Cerebrovascular autoregulatory mechanisms act via dilation of precapillary resistance vessels to maintain CBF in the context of reductions in cerebral perfusion pressure, referred to as “stage 1 ischemia.”[31–33)] CVR to acetazolamide reflects the degree of the cerebrovascular autoregulatory vasodilation and begins to decrease in stage 1 ischemia.[34)] However, autoregulatory capacity is not sufficient to compensate severe reductions in cerebral perfusion pressure, thereby leading to a decline in CBF and an exhaustion of CVR to acetazolamide, referred to as “misery perfusion” or as “stage 2 ischemia.”[31–33)] In the present study, low preoperative CBF at the resting state and low CVR to acetazolamide were significantly associated with the development of postoperative cerebral hyperperfusion. These findings support the theory that post-CEA hyperperfusion results from the loss of normal vasoconstriction secondary to chronic cerebral ischemia and maladaptive autoregulatory mechanisms.[3)] Further, the ROC analyses demonstrated that preoperative CVR to acetazolamide was a better predictor of post-CEA hyperperfusion when compared to CBF at the resting state.

As discussed above, only CVR to acetazolamide is theoretically decreased in stage 1 ischemia, and both CBF and CVR are theoretically decreased in stage 2 ischemia. However, in the clinical setting, a decrease in CBF does not always suggest stage 2 ischemia; less than half of patients with decreased CBF on brain perfusion SPECT due to cerebral major artery steno-occlusive diseases have stage 2 ischemia in the affected cerebral hemisphere.[35)] Kuroda et al.[36)] suggested that decreased CBF in the affected cerebral hemisphere includes two pathophysiologically different conditions: stage 2 ischemia due to hemodynamic compromise and matched hypometabolism due to cerebral ischemic lesions. For the latter condition, cerebral ischemic lesions may cause selective neuronal damage in the normal-appearing cerebral cortex beyond the regions of infarcts, resulting in decreased metabolism in the cerebral hemisphere.[37)] In addition, metabolism in the cerebral hemisphere with ischemic lesions may be reduced due to diaschisis from the lesions.[37)] Under such conditions, CBF is decreased along with a reduction in cerebral metabolism, which does not result in stage 2 ischemia. Therefore, patients with only matched hypometabolism might not develop post-CEA hyperperfusion. These factors may account for the lower specificity and the lower positive-predictive value for CBF at the resting state than for CVR to acetazolamide.

The present study also showed that the sensitivity and negative-predictive value for the CVR to acetazolamide were 100% and these values were significantly greater than those for the CBF at resting state, implying that while none of patients without decreased CVR to acetazolamide developed post-CEA hyperperfusion, patients without decreased CBF at the resting state sometimes developed post-CEA hyperperfusion. Thus, post-CEA hyperperfusion can occur even in patients with the stage 1 ischemia and measurement of only CBF at the resting state cannot predict development of post-CEA hyperperfusion in such patients.

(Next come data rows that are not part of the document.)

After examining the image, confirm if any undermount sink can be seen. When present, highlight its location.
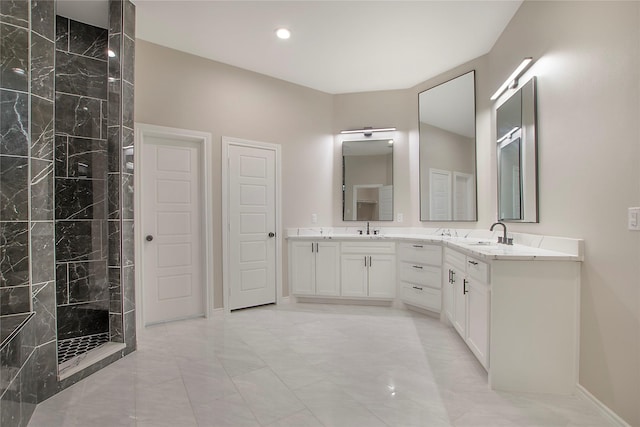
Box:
[467,242,497,246]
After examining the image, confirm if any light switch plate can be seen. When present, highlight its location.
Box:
[627,208,640,231]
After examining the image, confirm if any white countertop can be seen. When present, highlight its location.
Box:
[287,227,584,262]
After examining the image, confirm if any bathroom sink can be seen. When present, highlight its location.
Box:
[467,241,497,246]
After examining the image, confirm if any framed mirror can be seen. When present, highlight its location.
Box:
[418,71,477,221]
[342,139,393,221]
[496,77,538,222]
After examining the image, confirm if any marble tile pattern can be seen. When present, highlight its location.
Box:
[29,304,613,427]
[56,301,109,340]
[0,22,29,92]
[0,0,29,28]
[31,32,55,101]
[0,222,29,288]
[0,156,29,221]
[0,314,37,427]
[0,89,31,157]
[54,16,110,354]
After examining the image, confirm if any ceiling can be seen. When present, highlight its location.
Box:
[58,0,522,94]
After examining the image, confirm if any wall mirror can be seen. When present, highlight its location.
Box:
[418,71,477,221]
[496,77,538,222]
[342,139,393,221]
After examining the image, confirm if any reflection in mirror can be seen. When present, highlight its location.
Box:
[342,139,393,221]
[496,77,538,222]
[418,71,477,221]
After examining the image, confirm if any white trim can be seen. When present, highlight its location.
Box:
[576,384,631,427]
[133,123,215,329]
[222,136,283,313]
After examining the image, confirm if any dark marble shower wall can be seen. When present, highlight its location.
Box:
[0,0,135,427]
[54,16,109,340]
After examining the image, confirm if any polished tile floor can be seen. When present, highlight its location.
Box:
[29,304,610,427]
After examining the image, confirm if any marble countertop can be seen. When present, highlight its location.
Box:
[287,228,584,262]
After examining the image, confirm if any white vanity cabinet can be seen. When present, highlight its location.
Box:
[340,242,396,299]
[289,241,340,296]
[398,242,442,312]
[443,248,491,369]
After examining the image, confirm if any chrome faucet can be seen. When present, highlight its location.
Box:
[489,221,513,245]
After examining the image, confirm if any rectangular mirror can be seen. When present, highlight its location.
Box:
[342,139,393,221]
[496,77,538,222]
[418,71,477,221]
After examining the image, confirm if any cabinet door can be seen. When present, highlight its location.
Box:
[340,254,369,297]
[467,280,491,369]
[369,255,396,298]
[452,268,468,340]
[442,264,457,323]
[289,242,316,295]
[316,242,340,296]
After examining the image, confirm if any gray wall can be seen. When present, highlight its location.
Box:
[480,1,640,426]
[136,1,640,425]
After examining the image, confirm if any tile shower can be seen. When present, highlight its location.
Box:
[0,0,135,426]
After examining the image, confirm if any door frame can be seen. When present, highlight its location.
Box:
[222,136,282,313]
[133,123,214,329]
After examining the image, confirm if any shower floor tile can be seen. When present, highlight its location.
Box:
[58,332,109,364]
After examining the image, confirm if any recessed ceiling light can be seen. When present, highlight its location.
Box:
[276,28,291,40]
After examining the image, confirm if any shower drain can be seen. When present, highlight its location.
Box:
[58,332,109,364]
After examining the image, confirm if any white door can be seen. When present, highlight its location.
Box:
[429,169,452,221]
[141,136,206,324]
[228,145,276,310]
[453,172,475,221]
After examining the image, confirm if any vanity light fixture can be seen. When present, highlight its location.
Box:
[276,28,291,40]
[340,127,396,136]
[490,57,533,101]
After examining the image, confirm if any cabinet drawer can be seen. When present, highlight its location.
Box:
[342,242,396,255]
[400,282,442,312]
[444,248,467,271]
[400,262,442,289]
[467,257,489,283]
[398,243,442,265]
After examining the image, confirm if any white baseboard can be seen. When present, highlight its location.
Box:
[211,307,224,316]
[576,384,631,427]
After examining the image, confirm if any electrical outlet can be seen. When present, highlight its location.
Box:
[627,208,640,231]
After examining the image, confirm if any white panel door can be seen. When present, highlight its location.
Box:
[228,145,276,310]
[429,169,451,221]
[141,137,205,324]
[453,172,474,221]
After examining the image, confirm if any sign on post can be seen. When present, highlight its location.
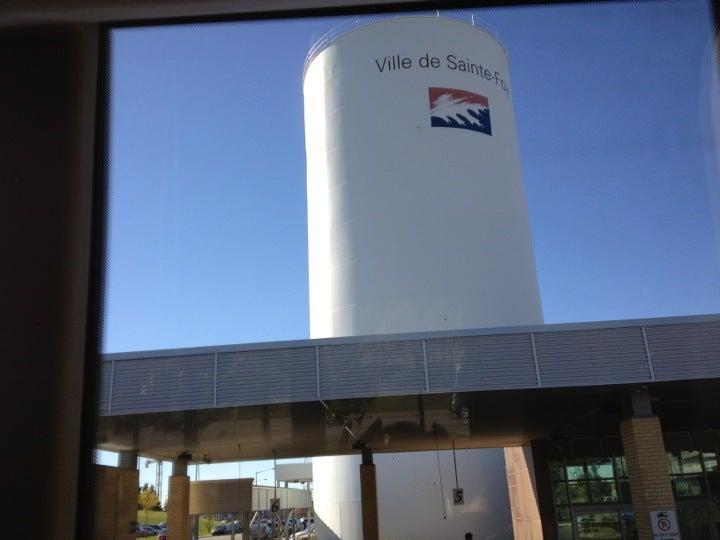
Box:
[270,498,280,514]
[650,510,680,540]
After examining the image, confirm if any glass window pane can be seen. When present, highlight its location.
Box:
[588,480,617,503]
[703,452,717,472]
[680,450,702,473]
[550,460,565,480]
[553,482,568,506]
[672,476,705,498]
[577,512,622,540]
[667,452,682,474]
[587,458,613,478]
[556,506,573,540]
[618,480,632,502]
[615,456,627,478]
[557,506,573,540]
[567,459,585,480]
[568,481,590,504]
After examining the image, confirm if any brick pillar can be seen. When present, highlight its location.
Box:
[168,474,190,540]
[93,465,140,540]
[620,416,675,540]
[504,439,558,540]
[360,448,380,540]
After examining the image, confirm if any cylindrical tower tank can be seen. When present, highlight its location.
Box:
[303,17,542,540]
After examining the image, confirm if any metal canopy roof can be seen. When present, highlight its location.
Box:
[98,315,720,461]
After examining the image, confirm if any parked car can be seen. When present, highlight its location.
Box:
[210,523,232,536]
[135,523,158,536]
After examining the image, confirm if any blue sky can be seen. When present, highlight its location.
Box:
[102,1,720,504]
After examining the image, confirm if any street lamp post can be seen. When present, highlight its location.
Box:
[255,467,275,486]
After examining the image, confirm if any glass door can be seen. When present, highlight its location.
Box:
[573,506,636,540]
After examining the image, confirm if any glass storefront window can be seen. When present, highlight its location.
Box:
[588,480,618,503]
[587,458,614,478]
[672,476,705,498]
[577,512,622,540]
[556,506,573,540]
[618,480,632,502]
[553,482,568,506]
[615,456,627,478]
[567,459,585,480]
[668,450,702,474]
[703,452,718,472]
[568,481,590,504]
[550,461,565,480]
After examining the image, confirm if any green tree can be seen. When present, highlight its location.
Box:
[138,484,161,521]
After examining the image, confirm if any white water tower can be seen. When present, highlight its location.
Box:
[303,16,542,540]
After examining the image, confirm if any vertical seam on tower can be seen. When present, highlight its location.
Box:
[640,326,655,381]
[423,339,430,392]
[108,359,115,414]
[315,346,320,399]
[213,353,217,407]
[530,332,542,386]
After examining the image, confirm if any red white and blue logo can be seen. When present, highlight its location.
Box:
[428,88,492,135]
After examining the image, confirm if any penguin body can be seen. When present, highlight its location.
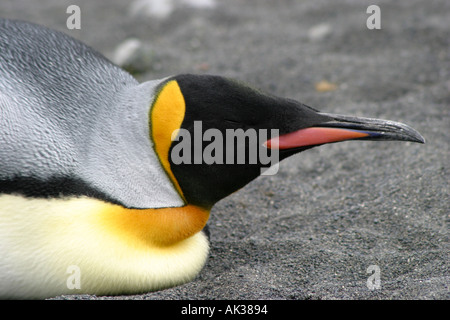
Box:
[0,20,183,208]
[0,19,424,298]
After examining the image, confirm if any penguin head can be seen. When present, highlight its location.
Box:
[150,75,424,208]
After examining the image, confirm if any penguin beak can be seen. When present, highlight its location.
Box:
[265,113,425,150]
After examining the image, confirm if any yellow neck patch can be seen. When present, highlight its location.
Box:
[98,203,209,247]
[150,80,186,200]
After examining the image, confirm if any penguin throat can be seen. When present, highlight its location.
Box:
[100,204,209,246]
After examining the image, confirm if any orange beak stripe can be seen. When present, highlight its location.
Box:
[265,127,370,150]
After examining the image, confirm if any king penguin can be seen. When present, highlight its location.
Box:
[0,19,424,299]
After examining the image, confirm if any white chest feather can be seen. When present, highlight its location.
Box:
[0,195,208,298]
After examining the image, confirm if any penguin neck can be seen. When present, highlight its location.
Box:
[75,80,185,208]
[98,203,210,247]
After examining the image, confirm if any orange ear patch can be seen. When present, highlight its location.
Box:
[150,80,186,199]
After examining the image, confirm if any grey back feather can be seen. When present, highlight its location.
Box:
[0,19,183,208]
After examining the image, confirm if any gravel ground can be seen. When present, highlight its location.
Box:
[0,0,450,300]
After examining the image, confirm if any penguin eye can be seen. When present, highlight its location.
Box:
[149,80,186,194]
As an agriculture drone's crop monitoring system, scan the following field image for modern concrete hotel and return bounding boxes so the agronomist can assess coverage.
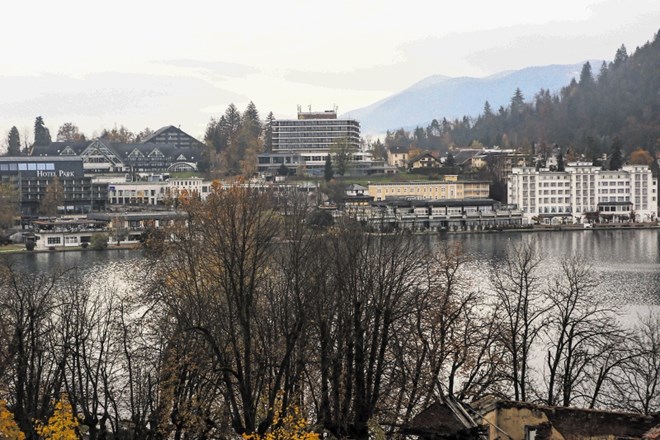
[258,109,385,174]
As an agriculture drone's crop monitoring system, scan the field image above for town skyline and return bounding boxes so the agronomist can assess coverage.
[0,0,660,141]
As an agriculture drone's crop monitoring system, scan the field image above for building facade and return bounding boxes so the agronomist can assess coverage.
[507,162,658,223]
[360,199,522,231]
[368,176,490,201]
[31,126,204,174]
[272,110,360,153]
[0,156,108,217]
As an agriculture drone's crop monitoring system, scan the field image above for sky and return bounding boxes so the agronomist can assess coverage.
[0,0,660,146]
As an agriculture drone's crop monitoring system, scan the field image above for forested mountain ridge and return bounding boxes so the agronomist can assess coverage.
[372,29,660,158]
[344,61,600,134]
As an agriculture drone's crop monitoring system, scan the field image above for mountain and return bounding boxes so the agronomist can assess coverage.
[342,61,602,134]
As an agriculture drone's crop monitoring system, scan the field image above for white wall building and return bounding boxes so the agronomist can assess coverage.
[507,162,658,223]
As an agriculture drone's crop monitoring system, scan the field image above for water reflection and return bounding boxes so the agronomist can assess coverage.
[5,230,660,307]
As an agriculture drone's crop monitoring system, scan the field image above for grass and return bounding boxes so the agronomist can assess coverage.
[0,244,25,253]
[170,171,204,179]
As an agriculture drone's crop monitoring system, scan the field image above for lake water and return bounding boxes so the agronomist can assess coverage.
[7,229,660,311]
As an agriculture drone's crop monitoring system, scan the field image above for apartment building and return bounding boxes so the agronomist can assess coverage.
[507,162,658,223]
[272,110,360,153]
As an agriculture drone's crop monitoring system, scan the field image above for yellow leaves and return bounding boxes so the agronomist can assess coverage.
[0,400,25,440]
[243,393,320,440]
[35,394,80,440]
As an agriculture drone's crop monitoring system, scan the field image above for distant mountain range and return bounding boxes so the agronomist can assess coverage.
[342,60,602,135]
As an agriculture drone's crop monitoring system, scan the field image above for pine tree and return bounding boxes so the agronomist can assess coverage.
[264,112,275,153]
[579,61,594,87]
[557,149,566,172]
[323,154,335,182]
[34,116,51,145]
[36,395,80,440]
[7,127,21,156]
[39,176,64,217]
[610,137,623,171]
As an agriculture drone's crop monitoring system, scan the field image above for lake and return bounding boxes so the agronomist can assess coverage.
[2,229,660,311]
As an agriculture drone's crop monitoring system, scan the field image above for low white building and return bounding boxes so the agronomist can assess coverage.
[507,162,658,223]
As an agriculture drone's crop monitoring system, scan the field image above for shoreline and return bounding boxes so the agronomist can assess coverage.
[0,223,660,256]
[0,243,142,256]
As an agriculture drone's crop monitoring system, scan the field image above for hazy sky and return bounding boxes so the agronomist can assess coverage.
[0,0,660,144]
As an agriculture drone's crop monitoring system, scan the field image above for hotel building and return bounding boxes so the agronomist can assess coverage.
[507,162,658,223]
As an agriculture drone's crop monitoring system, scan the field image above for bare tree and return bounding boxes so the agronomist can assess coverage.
[491,242,549,401]
[312,221,425,437]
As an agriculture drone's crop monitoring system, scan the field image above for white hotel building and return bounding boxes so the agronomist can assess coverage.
[507,162,658,223]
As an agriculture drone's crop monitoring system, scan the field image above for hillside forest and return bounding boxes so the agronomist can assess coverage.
[380,33,660,159]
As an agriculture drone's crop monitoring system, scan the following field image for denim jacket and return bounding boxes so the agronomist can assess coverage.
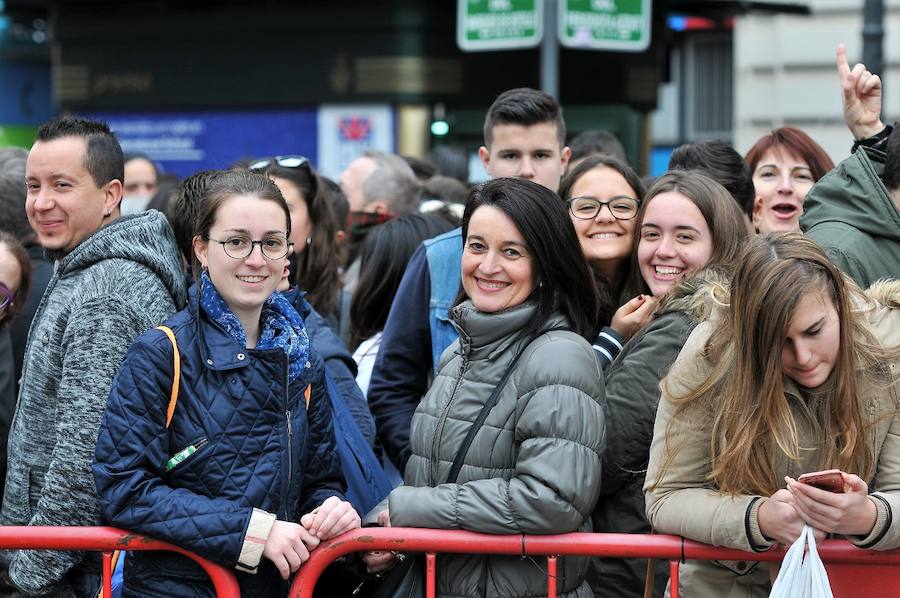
[423,228,462,375]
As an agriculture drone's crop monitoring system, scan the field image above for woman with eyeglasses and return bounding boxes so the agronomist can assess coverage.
[589,171,750,597]
[0,231,31,510]
[559,154,655,369]
[94,171,359,597]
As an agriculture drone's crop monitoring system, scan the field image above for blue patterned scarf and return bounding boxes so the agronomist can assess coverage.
[200,272,310,382]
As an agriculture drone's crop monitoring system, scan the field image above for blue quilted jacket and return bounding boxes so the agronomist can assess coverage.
[94,293,343,597]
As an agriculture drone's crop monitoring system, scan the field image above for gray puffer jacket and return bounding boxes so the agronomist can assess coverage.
[389,301,605,598]
[0,210,186,596]
[588,270,728,598]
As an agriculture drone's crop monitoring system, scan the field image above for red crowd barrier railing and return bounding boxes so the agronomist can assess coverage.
[290,527,900,598]
[0,526,241,598]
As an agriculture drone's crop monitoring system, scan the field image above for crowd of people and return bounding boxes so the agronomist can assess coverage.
[0,43,900,598]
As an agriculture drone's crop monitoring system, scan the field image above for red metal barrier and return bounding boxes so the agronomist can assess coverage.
[0,526,241,598]
[290,527,900,598]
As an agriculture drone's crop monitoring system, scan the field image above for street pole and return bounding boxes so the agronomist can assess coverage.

Considering the predictive accuracy of the development of post-CEA hyperperfusion, CBF with acetazolamide should be preoperatively measured in addition to CBF at the resting state. On the other hand, considering the potential adverse effects of acetazolamide,[4,17)] patients may undergo preoperative measurement of only CBF at the resting state. In the latter situation, physicians should recognize the following findings: the positive-predictive value is relatively low (less than 30%) and even patients without decreased CBF at the resting state may develop post-CEA hyperperfusion.

Conclusion

The present study demonstrated that preoperative measurement of CBF with acetazolamide in addition to preoperative measurement of CBF at the resting state increases the predictive accuracy of the development of post-CEA hyperperfusion.